After years of legal battles, the U.S. House of Representatives Committee on Ways and Means has voted to release former President Donald J. Trump’s tax returns from 2015 through 2020. The committee also revealed, that, for two years during his presidency, the IRS did not did not audit his returns, as it was required to do by regulations.
After reviewing the former president’s last six available tax records, the committee issued a report finding that the IRS did not audit the returns for Trump’s first two years in office, only starting to do so after receiving a letter from Committee Chair Richard E. Neal (D-Mass.) on April 3, 2019. On that date, the IRS notified Trump that his tax year 2015 return was selected for examination.
So far, none of the audits has been completed.
“The designated [IRS] agents found that there was only one mandatory audit started and none completed during his four years in office. Clearly, the mandatory audit program was dormant, at best, during the prior Administration,” the report read. “The former President’s individual income tax returns filed in 2018, 2019, and 2020 were not selected for examination until after he left office and only the 2016 tax return was subject to a mandatory examination.”
Mandatory audits of presidents began in 1977, after the administration of Richard M. Nixon. The committee report recommended requiring the IRS to conduct mandatory audits while a president is in office and to publicly disclose related information, to revise its associated procedures and to provide adequate resources to conduct such audits.
“I’ve proposed legislation to put the program above reproach,” Neal said in a statement. “Ensuring IRS conducts yearly, timely examinations while publicly disclosing certain information.”
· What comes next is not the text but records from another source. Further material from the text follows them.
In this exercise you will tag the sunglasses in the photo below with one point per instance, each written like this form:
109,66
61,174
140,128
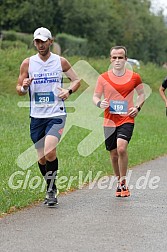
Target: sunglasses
120,57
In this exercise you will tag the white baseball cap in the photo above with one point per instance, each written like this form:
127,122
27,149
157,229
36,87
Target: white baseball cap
42,34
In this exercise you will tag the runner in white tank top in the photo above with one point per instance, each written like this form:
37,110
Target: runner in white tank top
41,75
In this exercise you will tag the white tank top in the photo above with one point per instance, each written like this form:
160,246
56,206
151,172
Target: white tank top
43,91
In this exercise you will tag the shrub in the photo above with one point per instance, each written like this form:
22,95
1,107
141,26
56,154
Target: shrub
71,45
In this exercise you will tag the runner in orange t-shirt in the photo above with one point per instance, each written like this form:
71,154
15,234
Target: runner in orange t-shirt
118,86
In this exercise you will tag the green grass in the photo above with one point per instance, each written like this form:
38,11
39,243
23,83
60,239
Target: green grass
148,141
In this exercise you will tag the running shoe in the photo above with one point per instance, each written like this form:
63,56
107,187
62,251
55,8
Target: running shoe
51,198
125,191
118,191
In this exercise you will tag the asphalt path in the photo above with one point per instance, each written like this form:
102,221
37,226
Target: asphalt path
94,219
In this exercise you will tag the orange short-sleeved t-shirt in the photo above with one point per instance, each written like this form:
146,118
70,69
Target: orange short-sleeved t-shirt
119,92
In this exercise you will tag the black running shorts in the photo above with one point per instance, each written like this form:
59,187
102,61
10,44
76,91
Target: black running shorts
111,134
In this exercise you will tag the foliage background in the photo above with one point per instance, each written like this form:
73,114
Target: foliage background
103,23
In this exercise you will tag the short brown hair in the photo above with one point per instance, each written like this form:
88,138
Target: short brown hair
119,47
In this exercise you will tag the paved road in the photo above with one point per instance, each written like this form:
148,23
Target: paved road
90,220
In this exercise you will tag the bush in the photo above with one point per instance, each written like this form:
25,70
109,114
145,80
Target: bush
6,44
14,36
71,45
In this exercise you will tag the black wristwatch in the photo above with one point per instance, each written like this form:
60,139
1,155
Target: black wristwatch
70,91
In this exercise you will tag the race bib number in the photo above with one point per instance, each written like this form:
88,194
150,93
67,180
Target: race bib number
43,99
118,107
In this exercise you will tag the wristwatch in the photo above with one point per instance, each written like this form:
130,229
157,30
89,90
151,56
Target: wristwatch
70,91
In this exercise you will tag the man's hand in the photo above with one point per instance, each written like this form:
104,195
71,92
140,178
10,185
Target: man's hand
133,112
64,93
104,104
27,83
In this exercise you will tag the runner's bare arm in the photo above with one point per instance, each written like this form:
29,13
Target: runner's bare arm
97,101
162,94
72,76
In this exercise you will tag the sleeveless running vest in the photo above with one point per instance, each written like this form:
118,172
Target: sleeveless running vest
43,91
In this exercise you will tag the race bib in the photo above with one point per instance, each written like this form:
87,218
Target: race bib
118,107
43,99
The nonpartisan Joint Committee on Taxation reported that Trump paid $1.1 million in federal income taxes in his first three years as president, and none in 2020 as his income dropped. According to the New York Times, Trump conveyed that he made hundreds of millions of dollars a year yet incurred chronic losses. He then aggressively employed those losses to avoid paying taxes. The committee is expected to release his actual tax returns in a few days, the Times reported.
The Times had previously analyzed some of Trump’s tax records. Those records revealed that Trump's financial situation was very different from what he claimed it to be, the Times reported.